VERTEX_LOCATION=europe-west2
VERTEX_PROJECT_ID=my-project-id

# Suffix (e.g. '<your name>') to facilitate running concurrent pipelines in the same Google Cloud project. Change if working in a team to avoid overwriting resources during development 
RESOURCE_SUFFIX=default

# Leave as-is
VERTEX_SA_EMAIL=vertex-pipelines@${VERTEX_PROJECT_ID}.iam.gserviceaccount.com
VERTEX_PIPELINE_ROOT=gs://${VERTEX_PROJECT_ID}-pl-root
CONTAINER_IMAGE_REGISTRY=${VERTEX_LOCATION}-docker.pkg.dev/${VERTEX_PROJECT_ID}/vertex-images

# Optional
VERTEX_CMEK_IDENTIFIER=
VERTEX_NETWORK=

Load environment variables using [Python-dotenv](https://pypi.org/project/python-dotenv/).

In [None]:
! pip install python-dotenv

In [None]:
from dotenv import load_dotenv
load_dotenv()

## Infrastructure deployment using terraform.

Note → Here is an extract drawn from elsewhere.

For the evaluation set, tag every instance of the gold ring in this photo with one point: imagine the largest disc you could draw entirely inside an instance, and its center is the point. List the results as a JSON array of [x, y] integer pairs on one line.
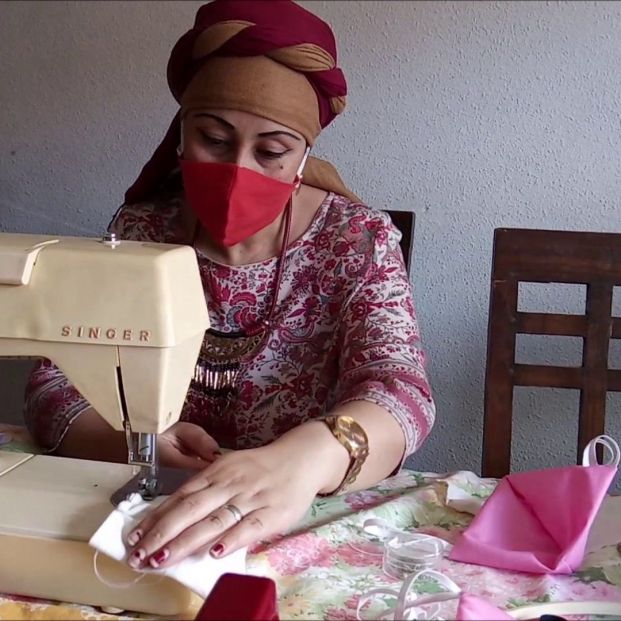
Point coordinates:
[[235, 512]]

#### Enable the Cloud Resource Manager and Service Usage APs for your project.

In [None]:
! gcloud services enable cloudresourcemanager.googleapis.com --project=$VERTEX_PROJECT_ID
! gcloud services enable serviceusage.googleapis.com --project=$VERTEX_PROJECT_ID

#### Create tfstate bucket

Before provisioning your infrastructure we need to create Google Cloud Storage (GCS) bucket that will be used to store the [state files](https://developer.hashicorp.com/terraform/language/state/remote) remotely for Terraform deployments.

**Only if your bucket doesn't already exist**: Run the following cell to create your Cloud Storage bucket.

In [None]:
! gsutil mb -l $VERTEX_LOCATION -p $VERTEX_PROJECT_ID gs://$VERTEX_PROJECT_ID-tfstate

### Deploy required infrastructure

Deploy command will:
1. Prepare a Terraform working directory by downloading any necessary provider plugins and initialize the backend configuration.
1. Create infrastructure resources defined in Terraform configuration (terraform/envs/dev).

In [None]:
! make deploy auto-approve=true

### Congratulations on successfully deploying the infrastructure required to run ML pipelines!